I meandered north toward my apartment, stopping at a comic book shop and a used CD store. I'm home now, and I might just take a nap. I have to volunteer again at the film festival tonight. They're showing a film about an East German detention camp, a film about where down comes from (like in down pillows), and one about America's first serial killer, H.H. Holmes, whose exploits were immortalized in the recent bestseller The Devil in the White City. Too bad it's showing so late; I'll stay to see it anyway.

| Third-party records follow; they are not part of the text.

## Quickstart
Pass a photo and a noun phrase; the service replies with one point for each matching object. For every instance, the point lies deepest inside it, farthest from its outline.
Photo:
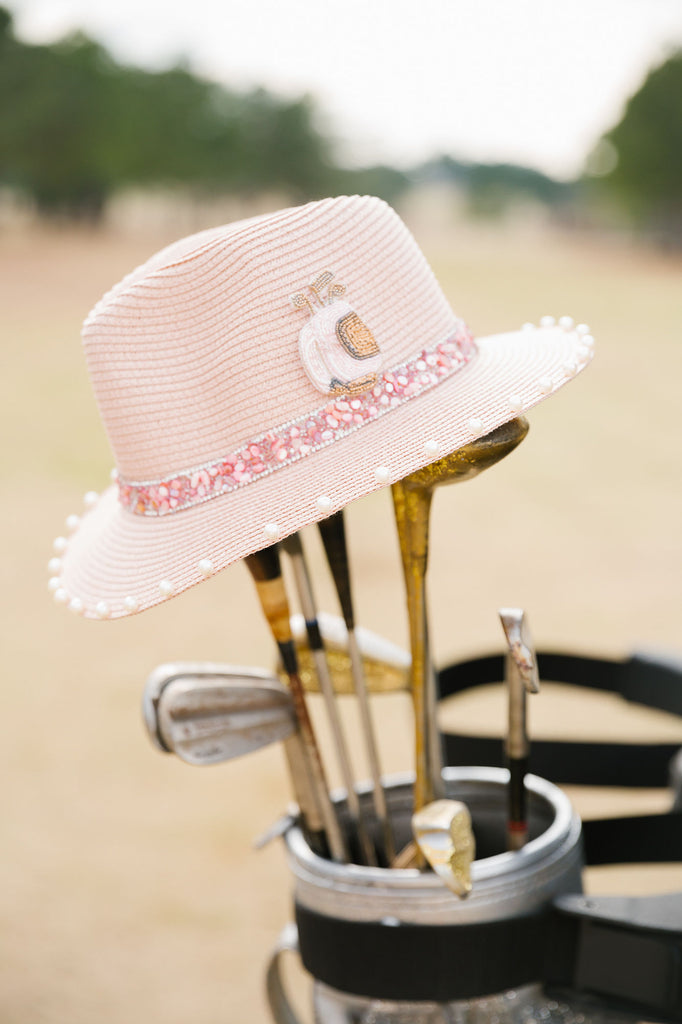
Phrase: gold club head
(472, 459)
(443, 834)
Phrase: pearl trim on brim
(116, 560)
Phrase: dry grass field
(129, 891)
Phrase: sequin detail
(295, 440)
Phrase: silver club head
(520, 646)
(207, 714)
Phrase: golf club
(385, 665)
(521, 678)
(443, 834)
(294, 548)
(333, 536)
(207, 714)
(266, 571)
(412, 501)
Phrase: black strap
(626, 951)
(654, 681)
(422, 963)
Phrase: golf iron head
(207, 714)
(443, 834)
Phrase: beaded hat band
(256, 377)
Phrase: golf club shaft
(333, 536)
(265, 569)
(517, 750)
(294, 548)
(412, 507)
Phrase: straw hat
(256, 377)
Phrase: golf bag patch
(339, 352)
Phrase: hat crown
(197, 351)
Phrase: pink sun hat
(257, 377)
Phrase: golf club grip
(333, 536)
(266, 571)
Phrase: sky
(535, 82)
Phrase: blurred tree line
(644, 155)
(76, 126)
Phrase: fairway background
(129, 890)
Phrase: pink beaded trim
(301, 437)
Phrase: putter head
(207, 714)
(472, 459)
(386, 666)
(442, 832)
(520, 646)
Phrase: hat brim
(117, 562)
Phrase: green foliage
(75, 125)
(647, 175)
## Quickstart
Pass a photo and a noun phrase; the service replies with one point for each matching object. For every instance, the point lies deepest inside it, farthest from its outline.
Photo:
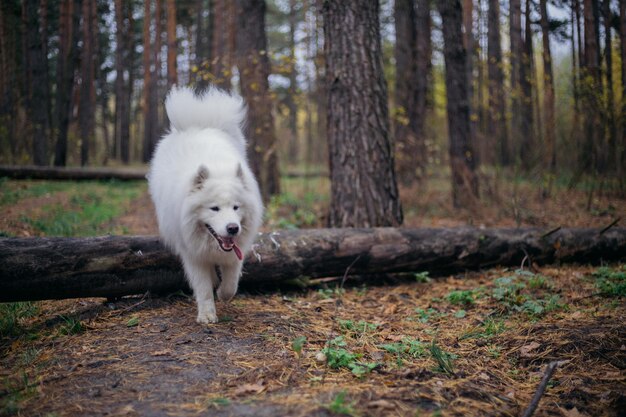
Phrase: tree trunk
(622, 34)
(496, 127)
(172, 44)
(610, 147)
(86, 119)
(549, 152)
(516, 41)
(527, 69)
(590, 85)
(254, 70)
(66, 62)
(424, 81)
(114, 266)
(147, 84)
(11, 74)
(37, 81)
(221, 58)
(461, 150)
(468, 41)
(363, 185)
(408, 130)
(123, 83)
(155, 94)
(290, 101)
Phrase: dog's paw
(207, 318)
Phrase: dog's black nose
(232, 229)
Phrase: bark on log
(54, 268)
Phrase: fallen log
(113, 266)
(31, 172)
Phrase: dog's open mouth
(226, 243)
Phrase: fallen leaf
(525, 350)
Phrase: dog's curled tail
(213, 108)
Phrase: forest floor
(474, 343)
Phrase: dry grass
(470, 344)
(142, 356)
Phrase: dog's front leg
(201, 279)
(230, 281)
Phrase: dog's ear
(240, 176)
(201, 176)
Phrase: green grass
(464, 297)
(13, 191)
(12, 315)
(70, 325)
(443, 359)
(299, 204)
(338, 357)
(425, 315)
(528, 293)
(15, 391)
(489, 329)
(340, 405)
(610, 282)
(357, 328)
(406, 349)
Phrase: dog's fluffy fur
(207, 200)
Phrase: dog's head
(217, 208)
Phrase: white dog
(207, 200)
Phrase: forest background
(83, 83)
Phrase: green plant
(487, 330)
(133, 322)
(217, 402)
(461, 297)
(407, 348)
(360, 327)
(610, 282)
(297, 344)
(423, 316)
(337, 357)
(422, 277)
(12, 314)
(71, 325)
(444, 359)
(515, 293)
(339, 405)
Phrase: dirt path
(143, 356)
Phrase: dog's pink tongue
(237, 251)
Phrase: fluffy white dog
(207, 200)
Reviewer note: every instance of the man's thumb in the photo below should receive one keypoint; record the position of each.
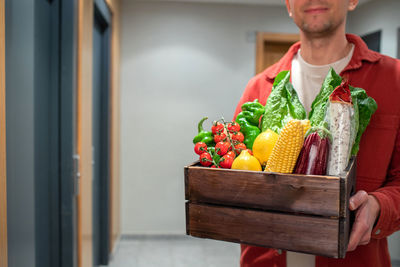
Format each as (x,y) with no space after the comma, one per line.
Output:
(359,198)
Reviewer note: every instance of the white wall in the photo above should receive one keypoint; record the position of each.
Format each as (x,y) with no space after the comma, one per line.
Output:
(370,17)
(179,63)
(378,15)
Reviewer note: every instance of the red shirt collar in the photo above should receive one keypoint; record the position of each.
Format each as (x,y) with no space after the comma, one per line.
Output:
(361,53)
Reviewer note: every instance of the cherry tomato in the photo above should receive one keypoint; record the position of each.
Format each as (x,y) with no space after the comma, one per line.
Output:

It feels odd to be going back to work tomorrow. When I was unemployed with no prospects, the days were endless alternating episodes of panic and boredom. I couldn't fill my time with anything constructive, but mindless things didn't keep my attention either. Now that I have a job, I resent not being able to lounge in bed until 10 and spend the afternoon buying comic books and CDs. Oh well. I'll get reaccustomed to it soon enough.
April 2, 2004
New Job II
I have a new job. I start next Wednesday as a manuscript editor on the Journal of Infectious Diseases back at the good old University of Chicago Press. I'll be editing manuscripts about Epstein-Barr syndrome, HIV, and infant vaccinations, among other topics. This journal is pretty tame; the other one published by the same division of the press, Clinical Infectious Diseases, has gory pictures that made my stomach turn when I looked at a sample issue. They even have a popular "Guess the Disease" photo quiz. Yuck. This one has graphs and charts instead.
The funny thing about going back is how I feel about it. When I was in the office yesterday for my interview, I felt an incredible homesickness. I missed working near my friends; I missed going out to lunch with them. I'm happy to be going back.